Since I had to delete my whole blog for my lawyer, my new readers (all four or five of them) missed the whole story. I wish it was till there so everyone could see the big picture. There’s been a lot going on in my head about all this lately, and I am trying to process. I think I’ll be processing for a very long time! I’ve been mulling over a lot about how it was that I went from being a huge proponent of birth/CPS parent support to someone who has a no contact court order for the birth mother of my foster/adoptive son.
I’m trying to really think about everything I’ve learned over the last 18 months, so I can put it into a cohesive thought process and write about it.

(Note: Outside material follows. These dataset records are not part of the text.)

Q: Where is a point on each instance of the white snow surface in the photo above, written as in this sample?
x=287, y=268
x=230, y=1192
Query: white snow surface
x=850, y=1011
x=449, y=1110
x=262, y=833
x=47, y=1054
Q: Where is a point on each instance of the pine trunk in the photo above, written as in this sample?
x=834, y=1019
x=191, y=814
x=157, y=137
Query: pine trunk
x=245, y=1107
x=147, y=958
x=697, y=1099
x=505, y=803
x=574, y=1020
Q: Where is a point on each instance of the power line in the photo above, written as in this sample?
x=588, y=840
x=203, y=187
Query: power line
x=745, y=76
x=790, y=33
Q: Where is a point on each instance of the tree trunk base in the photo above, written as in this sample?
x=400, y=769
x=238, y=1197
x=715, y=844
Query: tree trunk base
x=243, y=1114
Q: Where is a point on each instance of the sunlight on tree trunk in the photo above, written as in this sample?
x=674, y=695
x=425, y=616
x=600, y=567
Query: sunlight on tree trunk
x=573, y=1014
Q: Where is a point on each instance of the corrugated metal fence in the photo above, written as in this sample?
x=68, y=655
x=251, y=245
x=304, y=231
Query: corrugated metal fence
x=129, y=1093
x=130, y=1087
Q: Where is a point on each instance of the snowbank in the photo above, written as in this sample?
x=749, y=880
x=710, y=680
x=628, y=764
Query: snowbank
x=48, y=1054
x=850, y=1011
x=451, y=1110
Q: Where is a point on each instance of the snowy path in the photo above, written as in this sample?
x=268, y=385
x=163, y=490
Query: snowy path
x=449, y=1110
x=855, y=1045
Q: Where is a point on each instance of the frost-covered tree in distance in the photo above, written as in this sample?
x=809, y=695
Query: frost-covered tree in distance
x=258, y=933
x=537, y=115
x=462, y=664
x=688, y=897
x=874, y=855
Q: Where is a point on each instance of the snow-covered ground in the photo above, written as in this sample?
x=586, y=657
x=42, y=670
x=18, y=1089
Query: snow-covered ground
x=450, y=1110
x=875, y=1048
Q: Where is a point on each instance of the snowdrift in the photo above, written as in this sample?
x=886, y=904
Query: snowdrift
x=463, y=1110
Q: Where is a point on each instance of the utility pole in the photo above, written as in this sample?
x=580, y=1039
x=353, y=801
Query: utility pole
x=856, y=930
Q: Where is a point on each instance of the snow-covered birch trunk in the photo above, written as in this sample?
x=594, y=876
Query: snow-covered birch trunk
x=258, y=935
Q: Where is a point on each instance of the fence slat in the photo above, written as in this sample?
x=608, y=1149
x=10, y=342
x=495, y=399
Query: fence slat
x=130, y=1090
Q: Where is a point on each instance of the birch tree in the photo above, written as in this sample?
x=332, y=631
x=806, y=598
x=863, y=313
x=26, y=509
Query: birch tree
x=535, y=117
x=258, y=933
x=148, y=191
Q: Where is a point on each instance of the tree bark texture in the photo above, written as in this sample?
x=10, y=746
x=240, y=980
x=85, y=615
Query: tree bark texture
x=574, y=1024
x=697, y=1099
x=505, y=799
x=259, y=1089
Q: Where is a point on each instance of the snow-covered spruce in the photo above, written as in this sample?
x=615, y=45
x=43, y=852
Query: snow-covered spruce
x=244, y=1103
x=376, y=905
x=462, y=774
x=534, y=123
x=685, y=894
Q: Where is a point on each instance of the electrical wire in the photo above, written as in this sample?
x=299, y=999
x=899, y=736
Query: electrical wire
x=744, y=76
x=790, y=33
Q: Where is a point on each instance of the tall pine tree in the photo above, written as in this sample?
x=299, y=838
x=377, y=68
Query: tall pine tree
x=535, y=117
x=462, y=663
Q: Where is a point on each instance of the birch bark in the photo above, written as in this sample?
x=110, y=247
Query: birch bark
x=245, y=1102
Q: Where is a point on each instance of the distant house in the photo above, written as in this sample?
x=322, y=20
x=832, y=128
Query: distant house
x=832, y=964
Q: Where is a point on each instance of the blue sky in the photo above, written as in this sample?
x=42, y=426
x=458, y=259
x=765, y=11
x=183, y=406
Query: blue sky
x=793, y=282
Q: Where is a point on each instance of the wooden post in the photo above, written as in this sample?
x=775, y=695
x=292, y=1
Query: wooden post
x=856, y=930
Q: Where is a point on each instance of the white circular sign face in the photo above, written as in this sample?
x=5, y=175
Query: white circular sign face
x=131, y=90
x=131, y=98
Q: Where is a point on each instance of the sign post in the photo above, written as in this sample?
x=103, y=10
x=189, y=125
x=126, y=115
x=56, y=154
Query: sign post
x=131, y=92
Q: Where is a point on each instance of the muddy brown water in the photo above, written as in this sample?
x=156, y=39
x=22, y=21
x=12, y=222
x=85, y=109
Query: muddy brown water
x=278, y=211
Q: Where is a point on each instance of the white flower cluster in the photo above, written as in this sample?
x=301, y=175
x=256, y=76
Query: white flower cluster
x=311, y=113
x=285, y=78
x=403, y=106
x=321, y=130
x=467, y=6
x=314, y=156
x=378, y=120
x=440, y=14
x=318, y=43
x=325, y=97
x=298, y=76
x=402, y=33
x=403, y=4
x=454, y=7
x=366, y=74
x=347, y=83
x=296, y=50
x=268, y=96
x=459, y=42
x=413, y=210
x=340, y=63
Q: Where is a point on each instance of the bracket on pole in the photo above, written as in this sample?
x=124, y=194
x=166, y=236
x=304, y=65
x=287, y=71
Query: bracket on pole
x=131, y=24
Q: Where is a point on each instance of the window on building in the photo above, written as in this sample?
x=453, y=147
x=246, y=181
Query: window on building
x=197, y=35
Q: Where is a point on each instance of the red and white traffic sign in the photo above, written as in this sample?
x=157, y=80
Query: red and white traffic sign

I thought I could go in, help this mom get her baby back, or at a minimum, support her to make a better life for herself. I had no idea how much it would cost me emotionally. I wasn’t prepared for dealing with someone who was so manipulative and needed love so very badly. I didn’t realize how the amount of time and energy I was putting into SB and his mom would cost me in my relationship with my own teenager and others in my life.
Part of me is starting to think that CPS has it right when they separate the family of origin from the foster family. I see the reasoning behind it now, much clearer than I did before. The other part of me, though, remembers what my lawyer said to me the first day of trial. He said, “You guys did the right thing. You tried your hardest. You had a good goal, you just drew the wrong mom to try and help.” Maybe he’s right. Maybe we just got thrown together in the perfect storm. I’d like to think that under different circumstances, wth different players, we would have had a happier ending.
I know at times I lost my way, and I lost sight of my priorities. I want to publicly apologize to my friends and family who I know at times were shaking their head, wondering what the hell I was thinking. I want to say I am sorry to my oldest daughter. During the last eighteen months, I didn’t listen when I should have, and I wasn’t available when I needed to be. All I can say is that for some reason, helping these kids and BioMom was something I had to do. I was driven by something even I don’t yet understand. It cost me, and it blessed me, in a thousand ways.
I’d like to do this again. I’d like to help more kids, with the experience that I’ve gained. But I don’t know if I trust myself to do it without losing my way. I’m ninety nine percent sure this part of our lives is over. Right now, I am fosucing on my family and my husband. I’m doing Life, as best I can with the vast amount of information I’ve gained about myself since 2010. There are things to heal, and things to savor, and I intend to do both- fully and completely.